Simple calculations show that in a circuit, capacitance enjoys additive properties that are opposite to those of resistance.

I’ll try to wrap up this post soon. In our discussion so far, we assumed that the gap between the plates of a capacitor was a vacuum. In fact, it is possible to put some other material in this gap. Doing so will form a substantial dielectric for sufficiently strong electric fields (resulting from sufficiently high charge densities). The dielectric actually increases the capacitance of the capacitor by a factor of \(\kappa\). This is why in the real world, capacitor plates (which are rolled up in cylinders to maximize surface area for a given volume) are separated by some insulating material. Not only does this prevent electrical breakdown and discharge through contact, but it also increases the capacitance of the capacitor!
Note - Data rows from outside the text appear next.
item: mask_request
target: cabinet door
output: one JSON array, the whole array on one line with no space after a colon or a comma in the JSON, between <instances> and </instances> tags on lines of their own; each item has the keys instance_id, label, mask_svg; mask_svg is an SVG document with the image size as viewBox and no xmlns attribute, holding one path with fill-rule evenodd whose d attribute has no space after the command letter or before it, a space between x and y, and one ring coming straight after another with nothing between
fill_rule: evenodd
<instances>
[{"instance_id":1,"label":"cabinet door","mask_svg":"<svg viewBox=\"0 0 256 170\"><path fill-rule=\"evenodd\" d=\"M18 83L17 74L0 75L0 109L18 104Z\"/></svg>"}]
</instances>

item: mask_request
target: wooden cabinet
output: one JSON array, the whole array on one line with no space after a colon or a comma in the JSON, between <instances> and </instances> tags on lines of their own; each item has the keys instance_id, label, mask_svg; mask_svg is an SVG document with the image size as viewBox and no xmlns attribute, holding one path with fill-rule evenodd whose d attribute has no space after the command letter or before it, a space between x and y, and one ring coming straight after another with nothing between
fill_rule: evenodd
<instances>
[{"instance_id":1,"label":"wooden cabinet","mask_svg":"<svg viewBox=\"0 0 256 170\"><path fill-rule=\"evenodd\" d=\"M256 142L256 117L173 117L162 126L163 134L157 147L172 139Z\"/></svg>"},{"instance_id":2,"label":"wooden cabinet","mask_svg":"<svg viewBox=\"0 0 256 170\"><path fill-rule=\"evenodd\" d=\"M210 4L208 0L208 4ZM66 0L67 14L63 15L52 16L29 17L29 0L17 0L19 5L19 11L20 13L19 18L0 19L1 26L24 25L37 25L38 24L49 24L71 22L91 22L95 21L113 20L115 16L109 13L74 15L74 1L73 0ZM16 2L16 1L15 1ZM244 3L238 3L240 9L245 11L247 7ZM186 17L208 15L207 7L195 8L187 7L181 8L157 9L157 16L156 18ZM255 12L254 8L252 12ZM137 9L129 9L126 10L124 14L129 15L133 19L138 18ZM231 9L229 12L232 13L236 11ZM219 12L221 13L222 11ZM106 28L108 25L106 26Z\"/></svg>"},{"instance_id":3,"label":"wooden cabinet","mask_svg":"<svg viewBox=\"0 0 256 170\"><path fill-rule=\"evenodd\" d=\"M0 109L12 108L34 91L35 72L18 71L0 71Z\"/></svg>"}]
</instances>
Also, the permittivity \(\varepsilon\) is defined by \(\varepsilon=\kappa\varepsilon_0\). This explains why \(\varepsilon_0\) is called the permittivity of free space. Because the dielectric constant is \(1\) in a vacuum!

There are many, many more results that are direct corollaries of what I’ve discussed here. But these are the essential pieces that I have learned thus far. Good night!